Alvarado took painting, drawing, figure drawing, art history, and ceramic classes at TJC.
She recalls, “While attending TJC, I met inspiring art professors. I remember Paul Jones sketching out new characters and ideas. I remember Derrick White being hands-on, teaching us how to stretch canvases. He was always trying out new techniques and painting. I learned what I needed to understand about art in my classes, but I had such inspiring professors to facilitate my creativity and my motivation outside of class. TJC art professors are active, professional artists and they speak about the things you have to do to show your work. They being enthusiastically productive and helping students understand, realistically, about being a visual artist were enough for me to start my journey into visual art.”
She adds, “In my studio art classes I found my fear of speaking in front of people was very minimal. Being surrounded by art and creative people provided me with so much confidence and provided a beautiful and personal way for me to connect to people. Art has made me push myself. I pressed myself to share the art I had been so private about by creating an Instagram and submitting my pieces to events. I stepped out of my comfort zone, meeting Addie Moore (a founder of “etx creatives”), attending events full of people I did not know. I submitted art to juried exhibitions and was accepted to some and rejected by others. I went on a podcast with “etx creatives” and spoke about my art, I was super terrified to speak and to be recorded but the excitement was much greater. Art has made me grow so much as a person, every day I learn something new about myself.”

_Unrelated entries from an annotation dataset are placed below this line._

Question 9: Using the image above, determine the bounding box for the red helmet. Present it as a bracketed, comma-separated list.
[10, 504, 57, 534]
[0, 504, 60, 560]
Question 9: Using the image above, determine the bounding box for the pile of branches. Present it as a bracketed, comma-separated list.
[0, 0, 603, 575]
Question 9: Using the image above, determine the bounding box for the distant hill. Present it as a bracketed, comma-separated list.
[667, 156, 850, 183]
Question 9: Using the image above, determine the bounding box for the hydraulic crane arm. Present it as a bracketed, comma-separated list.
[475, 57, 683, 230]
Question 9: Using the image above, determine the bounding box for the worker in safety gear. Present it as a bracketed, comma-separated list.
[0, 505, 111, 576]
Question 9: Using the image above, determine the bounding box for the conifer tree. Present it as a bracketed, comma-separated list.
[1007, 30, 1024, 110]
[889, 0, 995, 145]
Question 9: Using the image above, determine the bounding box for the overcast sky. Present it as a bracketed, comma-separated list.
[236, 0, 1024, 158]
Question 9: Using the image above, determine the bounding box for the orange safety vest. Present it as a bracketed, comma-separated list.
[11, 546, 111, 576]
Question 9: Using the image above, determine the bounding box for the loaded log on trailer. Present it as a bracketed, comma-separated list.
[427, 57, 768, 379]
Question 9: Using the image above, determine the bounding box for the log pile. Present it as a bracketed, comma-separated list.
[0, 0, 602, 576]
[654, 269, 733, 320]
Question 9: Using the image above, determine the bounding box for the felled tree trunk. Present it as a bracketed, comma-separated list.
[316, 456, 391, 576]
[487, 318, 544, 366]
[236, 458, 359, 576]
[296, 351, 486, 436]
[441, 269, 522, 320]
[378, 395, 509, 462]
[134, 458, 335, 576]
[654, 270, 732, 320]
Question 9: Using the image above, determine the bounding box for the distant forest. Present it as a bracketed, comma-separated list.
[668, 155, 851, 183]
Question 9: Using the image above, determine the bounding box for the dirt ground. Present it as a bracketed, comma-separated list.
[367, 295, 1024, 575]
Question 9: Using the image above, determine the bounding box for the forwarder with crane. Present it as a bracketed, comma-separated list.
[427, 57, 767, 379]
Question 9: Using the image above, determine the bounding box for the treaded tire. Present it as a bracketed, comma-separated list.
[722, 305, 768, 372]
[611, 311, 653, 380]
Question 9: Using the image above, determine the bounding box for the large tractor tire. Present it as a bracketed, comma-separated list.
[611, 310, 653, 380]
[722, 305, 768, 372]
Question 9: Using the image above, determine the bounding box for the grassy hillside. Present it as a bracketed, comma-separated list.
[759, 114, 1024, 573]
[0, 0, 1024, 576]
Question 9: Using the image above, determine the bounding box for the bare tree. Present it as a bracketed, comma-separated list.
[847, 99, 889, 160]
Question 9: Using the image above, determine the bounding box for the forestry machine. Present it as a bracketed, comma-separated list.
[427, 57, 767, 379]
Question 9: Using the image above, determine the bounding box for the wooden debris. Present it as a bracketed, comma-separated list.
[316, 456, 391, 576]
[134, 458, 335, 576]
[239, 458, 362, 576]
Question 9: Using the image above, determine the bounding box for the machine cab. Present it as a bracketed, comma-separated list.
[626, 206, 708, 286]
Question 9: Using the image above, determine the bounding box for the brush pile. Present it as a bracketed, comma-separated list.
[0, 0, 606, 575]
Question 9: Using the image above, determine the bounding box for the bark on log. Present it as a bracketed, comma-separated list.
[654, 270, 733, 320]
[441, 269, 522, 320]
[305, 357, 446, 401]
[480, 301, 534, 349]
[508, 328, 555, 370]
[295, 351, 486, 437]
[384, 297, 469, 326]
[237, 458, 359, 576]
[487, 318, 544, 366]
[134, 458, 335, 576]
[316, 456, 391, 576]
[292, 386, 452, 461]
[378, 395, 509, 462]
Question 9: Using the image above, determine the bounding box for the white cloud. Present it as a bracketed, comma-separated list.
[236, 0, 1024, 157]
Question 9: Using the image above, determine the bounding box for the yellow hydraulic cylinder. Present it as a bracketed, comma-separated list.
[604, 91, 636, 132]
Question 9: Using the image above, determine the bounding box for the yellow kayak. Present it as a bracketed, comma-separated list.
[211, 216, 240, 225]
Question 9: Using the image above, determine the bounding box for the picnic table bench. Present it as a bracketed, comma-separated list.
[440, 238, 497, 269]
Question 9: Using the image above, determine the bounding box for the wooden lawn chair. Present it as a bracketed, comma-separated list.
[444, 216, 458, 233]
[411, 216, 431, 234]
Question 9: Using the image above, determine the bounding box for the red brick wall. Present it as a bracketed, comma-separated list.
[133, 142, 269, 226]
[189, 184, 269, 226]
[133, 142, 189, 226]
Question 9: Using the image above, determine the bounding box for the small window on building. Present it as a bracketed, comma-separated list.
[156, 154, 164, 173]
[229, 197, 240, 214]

Carina finds inspiration in the work of artist Ashley Longshore. “She is a strong, creative, and powerful woman who does not hold back. I admire her fun, colorful, and powerful paintings. Her art represents her so well; she says ‘You are in my brain.’ I respect artists taking me to another place in their minds and worlds,” Carina explains. Alvarado also enjoys Salvador Dali, saying, “My admiration for his dreamlike, symbolic and surreal art made me feel connected to him. I hope one day I can perfect what I see and what I feel in an art form as well.”
“I suppose my style is colorful surrealism, a glance into my extremely vivid lucid dreams. I have always had a very imaginative mind, but every night ever since I can remember I experienced crystal clear dreams. My dreams are other worlds to me, I know it sounds strange. I always remember waking up and writing down all the strangeness I had seen, all the experiences and the things I would learn. Yes, I would learn. I quickly learned how to control my dreams. I have come to accept these strange dreams which have made them even more mesmerizing. This past year, I lost my grandfather and my youngest uncle. One thing which helped me tremendously with the loss of these two great men was something my mom told me had happened. A few weeks before my uncle had tragically passed, my grandpa had told the family to get everyone together and to prepare for a funeral which would have many people attending. He even spoke my uncle’s name and said it was for him, he had dreamed this. A few weeks later my uncle passed away suddenly. He was so loved by many people and many people attended the funeral. Afterward, my grandpa spoke about a little angelic boy visiting and signaling for him to be followed, a few weeks later my grandfather passed away. The day after the funeral there were bees everywhere but they did not sting us. Swarms just landed on plants, walls, and the ground. Later, I researched the symbolism of this event, bees are productive, they stay focused on whatever they are doing and do not get sidetracked. Around this time of the year, I was beginning my huge leap of faith into becoming a full-time artist. So, I decided to dive into my dreams and symbolism of the beautiful and tragic things happening around me.”